Die Einkaufsmanagerdaten für die Eurozone fielen richtig schwach aus. Daher steigt die Chance, dass die EZB die Zinsen stärker senken wird.

EZB-Zentrale in Frankfurt
Foto: rcphotostock-Freepik.com

Die EZB könnte in den nächsten Monaten die Zinsen noch kräftiger senken als bislang erwartet. Bisher wurde der Einlagensatz im Juni und September um je 0,25 Prozentpunkte gesenkt auf 3,5 % (hier eine genauer Übersicht). Denn je schwäche die Wirtschaft läuft, desto weniger Aufwärtsdruck für die Preise! Und was wir heute gesehen haben, zeigt wirklich Schwäche. Die sehr wichtigen Einkaufsmanagerdaten (PMI) für die Eurozone zeigten einen Sturz von 51 auf 48,9 Punkte, also geht es von Wachstum (alles über 50) in die Schrumpfung. Auch die deutschen Daten waren noch schwächer als gedacht mit 40,3 Punkten für die Industrie nach 42,4 Punkten im Vormonat. Da sieht es richtig finster aus!

EZB senkt Zinsen stärker? Schwache Konjunktur hilft

Dieser schockartiger Rückgang der Einkaufsmanagerdaten für die Eurozone hat der EZB gerade einen Grund gegeben, die Zinsen noch schneller zu senken – zumindest in den Augen der Investoren. Ob dies eine weitere Senkung im nächsten Monat bedeutet, ist unklar – die Märkte räumen einer solchen Maßnahme laut Bloomberg eine Wahrscheinlichkeit von 40 % ein. Weiter wird berichtet: Der unerwartet starke Rückgang des Einkaufsmanagerindex der Eurozone lässt die Märkte eine Lockerung der Geldpolitik um 43 Basispunkte bis zum Jahresende erwarten – zuvor waren es 38 – was darauf hindeutet, dass bei der Sitzung im Dezember auch ein größerer Schritt möglich ist.
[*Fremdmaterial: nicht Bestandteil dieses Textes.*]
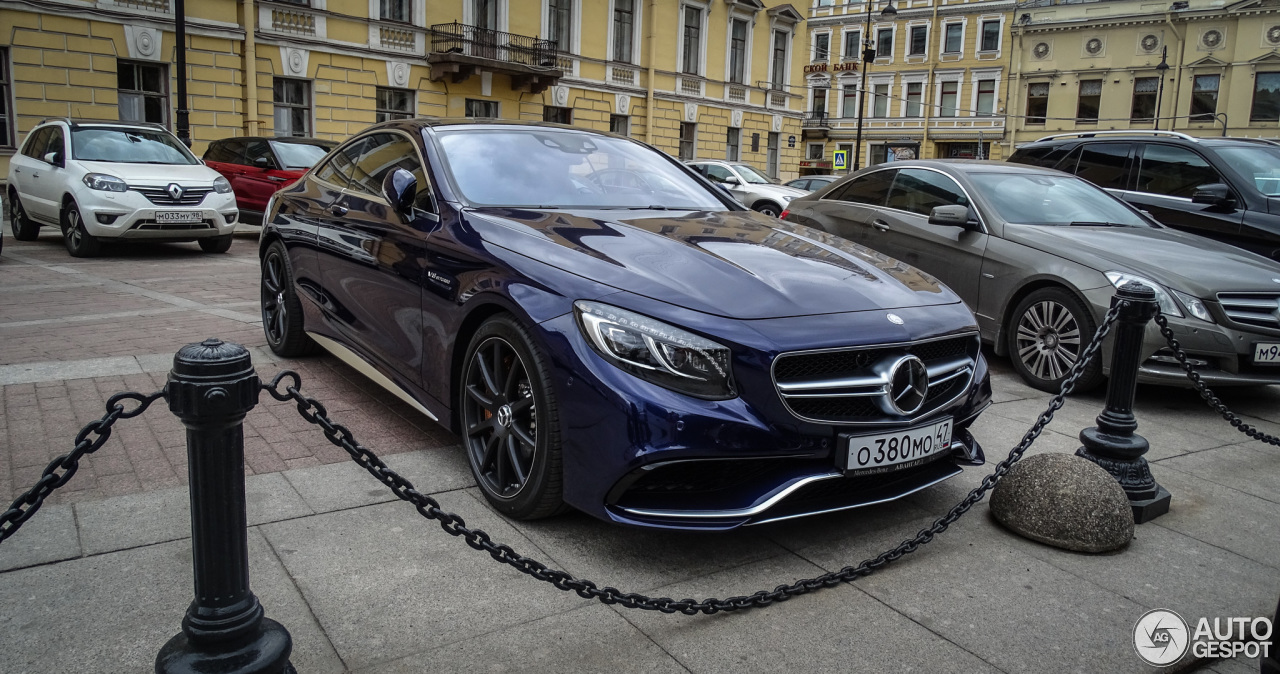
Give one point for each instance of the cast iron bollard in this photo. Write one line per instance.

Ähnliche Stimmungen machten sich an den Anleihe- und Devisenmärkten breit: Ein wichtiges Segment der deutschen Zinsstrukturkurve normalisierte sich, und der Euro rutschte nach den Daten ab.

Grafik zeigt Entwicklung der Einkaufsmanagerdaten in der Eurozone

„Die heutigen PMI-Daten tragen sicherlich zu den Wachstumssorgen bei und erhöhen die Wahrscheinlichkeit einer weiteren Zinssenkung im Oktober“, sagte Jussi Hiljanen, Stratege bei SEB. “Aber das ist nicht entscheidend – sie werden eine umfassende Analyse durchführen, bei der die PMIs nur ein Teil des Puzzles sind.“

Die Befürchtungen nehmen zu, dass Europas Erholung zu Beginn des Jahres an Schwung verloren hat. Die Produktion in den 20 Nationen des Blocks begann bereits im zweiten Quartal zu schwinden, wobei die Verbraucher immer noch zögern, ihre Geldbörsen zu öffnen, obwohl sie von der sinkenden Inflation und den steigenden Löhnen profitieren. Auch die schwache Auslandsnachfrage – insbesondere in China – belastet die Fabriken. Die Probleme bei deutschen Automobilherstellern wie Volkswagen unterstreichen das Problem.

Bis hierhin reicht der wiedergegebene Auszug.